In the ruling, the Second Circuit sided with an Emerson College alumnus who was seeking to eliminate through bankruptcy the $12,567 in private student loans he took out to fund his education. Government-backed student loans are almost impossible to erase in the event of bankruptcy. To qualify, borrowers must demonstrate that continuing to repay would impose “undue hardship,” a standard so high that few even attempt to meet it. This student’s lender, Navient Solutions LLC, argued that its private loans should be treated the same way. But the Second Circuit disagreed, saying certain types of private educational loans can be canceled through the bankruptcy process without undue hardship.

In the opinion written by US Circuit Court Judge Dennis Jacobs, the three-judge panel decided that Section 523(a)(8) of the US Bankruptcy Code does not provide a general exception to the applicability of a Discharge from Bankruptcy to Private Loans to Student Borrowers.

Subsection A(ii) of Section 523(a)(8) allows exclusion from the discharge of an “obligation to repay funds received as an educational benefit, scholarship, or stipend”, and Navient argued in the lower court proceeding that this covered private student loans made to the debtor here.

According to the court, interpreting subsection A(ii) as applying to loans made by Navient would have the effect of exempting virtually all types of student loans from bankruptcy discharge: “According to Navient’s interpretation of this provision, the term ‘educational benefit’ would encompass virtually all private student loans”, “But this reading cannot be reconciled with the text and structure of Section 523(a)(8) , both of which confirm that Section 523(a)(8)(A)(ii) excludes from discharge a much narrower category of debts.”

In its analysis, the Appeals Panel looked only at the text of the code to determine whether Navient’s loans to the debtor were covered by the relevant sections of the code. It determined that only three types of loans are exempt from the discharge: loans and benefit overpayments guaranteed by the government or a nonprofit; obligations to repay funds received as an educational benefit, scholarship or stipend; and qualified private educational loans.
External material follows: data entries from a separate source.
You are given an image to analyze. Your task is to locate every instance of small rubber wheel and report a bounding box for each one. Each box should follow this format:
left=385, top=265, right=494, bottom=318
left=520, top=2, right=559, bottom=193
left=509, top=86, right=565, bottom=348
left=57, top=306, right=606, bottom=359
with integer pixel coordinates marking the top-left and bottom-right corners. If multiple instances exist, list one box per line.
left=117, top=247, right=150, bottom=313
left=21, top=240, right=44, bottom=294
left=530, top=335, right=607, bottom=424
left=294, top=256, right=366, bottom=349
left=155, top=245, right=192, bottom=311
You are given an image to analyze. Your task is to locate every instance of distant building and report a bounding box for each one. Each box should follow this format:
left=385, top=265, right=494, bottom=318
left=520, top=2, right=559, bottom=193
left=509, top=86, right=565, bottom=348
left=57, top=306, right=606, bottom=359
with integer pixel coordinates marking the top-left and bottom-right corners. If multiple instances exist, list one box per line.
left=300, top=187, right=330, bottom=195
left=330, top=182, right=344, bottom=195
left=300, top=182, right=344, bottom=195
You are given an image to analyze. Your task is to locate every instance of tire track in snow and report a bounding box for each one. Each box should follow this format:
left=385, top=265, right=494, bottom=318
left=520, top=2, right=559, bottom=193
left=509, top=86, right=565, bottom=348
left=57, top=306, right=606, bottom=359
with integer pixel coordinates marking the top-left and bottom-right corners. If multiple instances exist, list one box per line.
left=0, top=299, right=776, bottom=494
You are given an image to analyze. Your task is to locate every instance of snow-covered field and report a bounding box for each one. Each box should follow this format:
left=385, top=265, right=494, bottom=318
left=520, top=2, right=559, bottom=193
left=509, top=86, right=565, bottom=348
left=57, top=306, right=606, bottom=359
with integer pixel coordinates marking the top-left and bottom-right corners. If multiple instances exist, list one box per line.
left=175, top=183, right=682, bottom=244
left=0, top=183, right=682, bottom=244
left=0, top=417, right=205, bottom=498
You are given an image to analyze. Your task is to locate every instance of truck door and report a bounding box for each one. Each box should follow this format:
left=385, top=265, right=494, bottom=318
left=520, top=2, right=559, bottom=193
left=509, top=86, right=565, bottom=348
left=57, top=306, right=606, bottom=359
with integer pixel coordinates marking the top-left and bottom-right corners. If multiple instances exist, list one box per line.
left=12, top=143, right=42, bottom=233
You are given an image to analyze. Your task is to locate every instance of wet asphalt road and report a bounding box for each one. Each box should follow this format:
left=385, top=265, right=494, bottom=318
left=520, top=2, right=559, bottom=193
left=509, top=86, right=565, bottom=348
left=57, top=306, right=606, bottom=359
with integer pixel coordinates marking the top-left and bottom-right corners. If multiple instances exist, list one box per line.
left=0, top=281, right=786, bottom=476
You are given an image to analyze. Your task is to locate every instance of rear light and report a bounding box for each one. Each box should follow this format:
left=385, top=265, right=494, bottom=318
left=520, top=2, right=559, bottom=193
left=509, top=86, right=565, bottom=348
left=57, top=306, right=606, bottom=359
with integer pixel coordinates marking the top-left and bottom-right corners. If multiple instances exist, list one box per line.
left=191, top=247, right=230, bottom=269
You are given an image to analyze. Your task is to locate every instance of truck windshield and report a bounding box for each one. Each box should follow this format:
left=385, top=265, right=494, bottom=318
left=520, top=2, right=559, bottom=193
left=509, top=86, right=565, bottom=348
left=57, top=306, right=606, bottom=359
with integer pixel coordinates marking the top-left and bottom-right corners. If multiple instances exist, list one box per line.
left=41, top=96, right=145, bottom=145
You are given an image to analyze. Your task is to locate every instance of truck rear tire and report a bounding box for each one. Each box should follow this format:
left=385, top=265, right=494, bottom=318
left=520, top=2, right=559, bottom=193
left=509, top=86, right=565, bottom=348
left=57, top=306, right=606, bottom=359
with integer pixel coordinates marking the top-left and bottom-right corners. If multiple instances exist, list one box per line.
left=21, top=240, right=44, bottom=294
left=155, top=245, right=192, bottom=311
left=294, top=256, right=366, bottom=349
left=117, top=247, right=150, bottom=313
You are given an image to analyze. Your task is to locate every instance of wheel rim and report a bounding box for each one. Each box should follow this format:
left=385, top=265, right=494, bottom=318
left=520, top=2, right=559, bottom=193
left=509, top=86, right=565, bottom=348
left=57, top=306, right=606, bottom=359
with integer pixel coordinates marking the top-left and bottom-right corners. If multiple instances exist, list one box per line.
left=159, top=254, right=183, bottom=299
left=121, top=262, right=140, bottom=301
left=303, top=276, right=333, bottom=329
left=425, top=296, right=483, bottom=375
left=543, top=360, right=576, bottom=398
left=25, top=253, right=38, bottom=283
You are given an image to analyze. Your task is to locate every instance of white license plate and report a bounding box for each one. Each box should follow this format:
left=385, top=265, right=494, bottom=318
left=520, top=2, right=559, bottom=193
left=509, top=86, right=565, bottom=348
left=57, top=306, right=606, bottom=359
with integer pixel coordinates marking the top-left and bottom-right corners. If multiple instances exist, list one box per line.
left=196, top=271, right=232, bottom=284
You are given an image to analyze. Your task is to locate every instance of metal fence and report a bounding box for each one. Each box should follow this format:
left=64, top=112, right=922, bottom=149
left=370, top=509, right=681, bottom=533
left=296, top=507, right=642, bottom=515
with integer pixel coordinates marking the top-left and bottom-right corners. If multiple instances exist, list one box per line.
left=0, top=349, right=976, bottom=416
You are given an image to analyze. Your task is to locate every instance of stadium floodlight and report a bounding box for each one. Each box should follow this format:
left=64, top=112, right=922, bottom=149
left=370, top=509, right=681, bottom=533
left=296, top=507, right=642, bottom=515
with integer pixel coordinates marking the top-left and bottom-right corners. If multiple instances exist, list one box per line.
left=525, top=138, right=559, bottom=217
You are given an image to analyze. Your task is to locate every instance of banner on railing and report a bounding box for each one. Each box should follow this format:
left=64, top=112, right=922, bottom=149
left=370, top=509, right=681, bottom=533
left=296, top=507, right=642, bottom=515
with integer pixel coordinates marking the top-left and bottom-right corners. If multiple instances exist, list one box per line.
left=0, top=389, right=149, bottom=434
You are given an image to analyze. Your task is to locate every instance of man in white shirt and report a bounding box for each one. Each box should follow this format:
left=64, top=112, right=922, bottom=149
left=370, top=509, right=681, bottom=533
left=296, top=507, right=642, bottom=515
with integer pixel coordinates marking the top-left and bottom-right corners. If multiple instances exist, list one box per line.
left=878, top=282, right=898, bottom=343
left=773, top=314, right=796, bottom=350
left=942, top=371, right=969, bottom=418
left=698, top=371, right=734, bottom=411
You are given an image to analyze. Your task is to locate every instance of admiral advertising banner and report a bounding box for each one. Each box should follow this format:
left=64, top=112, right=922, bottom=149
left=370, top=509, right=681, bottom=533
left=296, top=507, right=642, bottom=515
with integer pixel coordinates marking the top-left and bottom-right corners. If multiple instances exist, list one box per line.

Navient argued that its loans fall under the second criterion for exemption, specifically as an educational benefit. But the court determined that if Congress had intended this passage to cover private student loans, it would have said so more explicitly by adopting the wording of the code section:

[I]f Had Congress intended to exclude all student loans from discharge under Section 523(a)(8)(A)(ii), it would not have done so in terms also stuffy… There are educational benefits that students may be required to repay – such as conditional grants – that fit more naturally with the legislative text.

The Second Circuit decision joins the ranks of at least two other circuit court opinions — the Fifth and Tenth Circuits — in reaching this conclusion. See In re Crocker, 941 F.3d 206 (5th Cir. 2019), as revised (Oct 22, 2019) (stating that the term “educational benefit”, as used in the release exception, derived its meaning from the terms around it and could not be construed broadly enough to include private educational loan); In re McDaniel, 973 F.3d 1083, 1086 (10th Cir. 2020) (idem).

As a result, using these rulings to buttress their position, more and more borrowers may attempt to free themselves of their private student loans through bankruptcy cases.